Otolaryngologists have noted rapid improvement in patient symptoms using quantitative testing methodologies such as SET. Despite careful clinical description and anecdotal experience, objective evidence supporting these observations has been limited. The ability to deliver concentrated antigen in a safe manner should theoretically promote rapid change in both immune mediators and symptomatic assessments. The present study supports the robustness of quantitative testing in generating significant physiological and symptomatic improvement through documented and significant modulations within 12 weeks. It provides evidence to confirm clinical observations of the efficacy of immunotherapy based on quantitative testing principles.
In addition, the present study confirms the utility of MQT as a quantitative testing methodology for inhalant allergy. MQT endpoints were used successfully in this study to direct immunotherapy that was delivered safely through an accelerated protocol and resulted in rapid physiological and symptomatic change. The improvement in subject-rated symptoms was confirmed by corresponding modulation of immune mediators, both of which demonstrated significant improvement within 12 weeks. Immunotherapy based on MQT, therefore, appears to be a safe, efficient, and highly efficacious method of promoting improvement in symptoms and immune function among patients with inhalant allergy.
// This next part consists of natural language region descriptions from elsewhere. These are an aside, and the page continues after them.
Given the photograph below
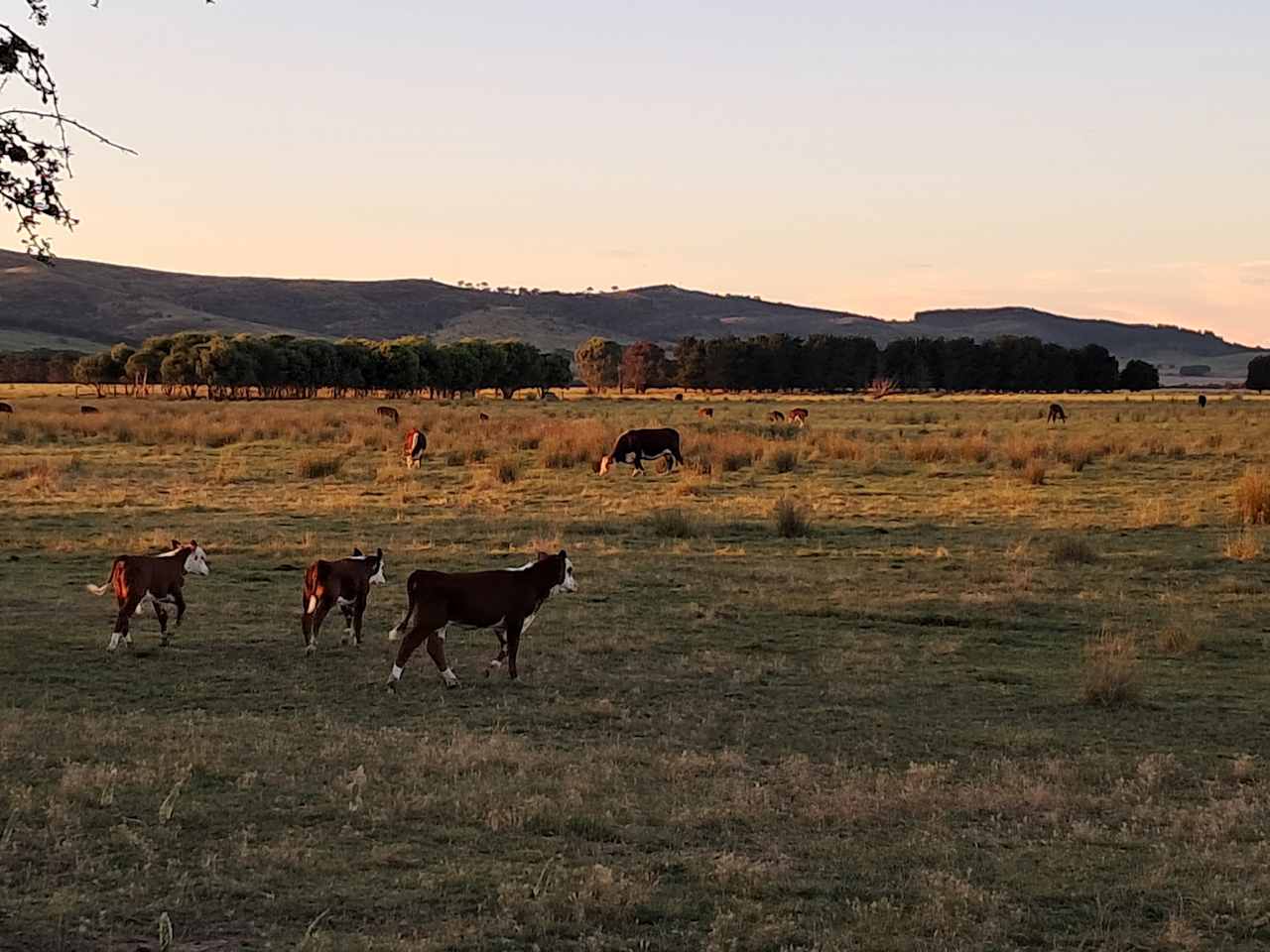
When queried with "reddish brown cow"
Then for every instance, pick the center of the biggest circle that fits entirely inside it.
(344, 583)
(416, 442)
(155, 579)
(506, 601)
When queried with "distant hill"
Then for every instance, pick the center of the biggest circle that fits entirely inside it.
(86, 302)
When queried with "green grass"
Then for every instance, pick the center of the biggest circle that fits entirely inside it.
(873, 737)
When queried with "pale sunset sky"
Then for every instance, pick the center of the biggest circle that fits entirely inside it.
(1093, 159)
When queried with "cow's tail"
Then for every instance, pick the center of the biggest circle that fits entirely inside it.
(108, 585)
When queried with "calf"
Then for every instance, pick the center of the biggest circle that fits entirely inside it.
(506, 601)
(155, 579)
(635, 445)
(414, 445)
(344, 583)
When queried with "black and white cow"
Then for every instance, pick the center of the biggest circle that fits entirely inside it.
(504, 599)
(635, 445)
(344, 583)
(157, 580)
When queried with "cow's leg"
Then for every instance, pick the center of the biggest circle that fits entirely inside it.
(358, 612)
(127, 606)
(500, 634)
(318, 615)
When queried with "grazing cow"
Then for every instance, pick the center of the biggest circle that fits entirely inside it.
(635, 445)
(155, 579)
(414, 445)
(344, 583)
(506, 601)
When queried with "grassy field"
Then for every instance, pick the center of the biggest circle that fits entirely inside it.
(928, 674)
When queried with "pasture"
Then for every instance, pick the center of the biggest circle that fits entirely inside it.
(926, 674)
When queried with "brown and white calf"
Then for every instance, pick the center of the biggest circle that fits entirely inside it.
(344, 583)
(155, 580)
(506, 601)
(635, 445)
(416, 442)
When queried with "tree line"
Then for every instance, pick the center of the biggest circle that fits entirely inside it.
(282, 366)
(828, 363)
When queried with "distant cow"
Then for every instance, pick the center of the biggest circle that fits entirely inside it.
(151, 579)
(413, 449)
(635, 445)
(506, 601)
(344, 583)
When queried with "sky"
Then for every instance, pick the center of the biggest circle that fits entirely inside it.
(1092, 159)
In addition to the group changes noted in this study, the ability to measure immune changes easily among patients with allergic rhinitis may allow physicians to objectively assess the progress of patients receiving immunotherapy. Changes in immunoglobulin and cytokine profiles may offer an objective serological measure that can be used to determine whether an allergic individual is having the desired response to therapy. Further research is necessary to confirm the utility of these markers as reflecting response to immunotherapy among individual patients.
CONCLUSION
The administration of immunotherapy based on quantitative testing using MQT and delivered through an accelerated protocol demonstrates significant changes in immunoglobulin and cytokine levels by 12 weeks following its initiation. In addition, positive changes in symptom and quality-of-life measures are also demonstrated by 12 weeks. These findings support the rapid onset of physiological and symptomatic improvement with MQT-based treatment of inhalant allergy.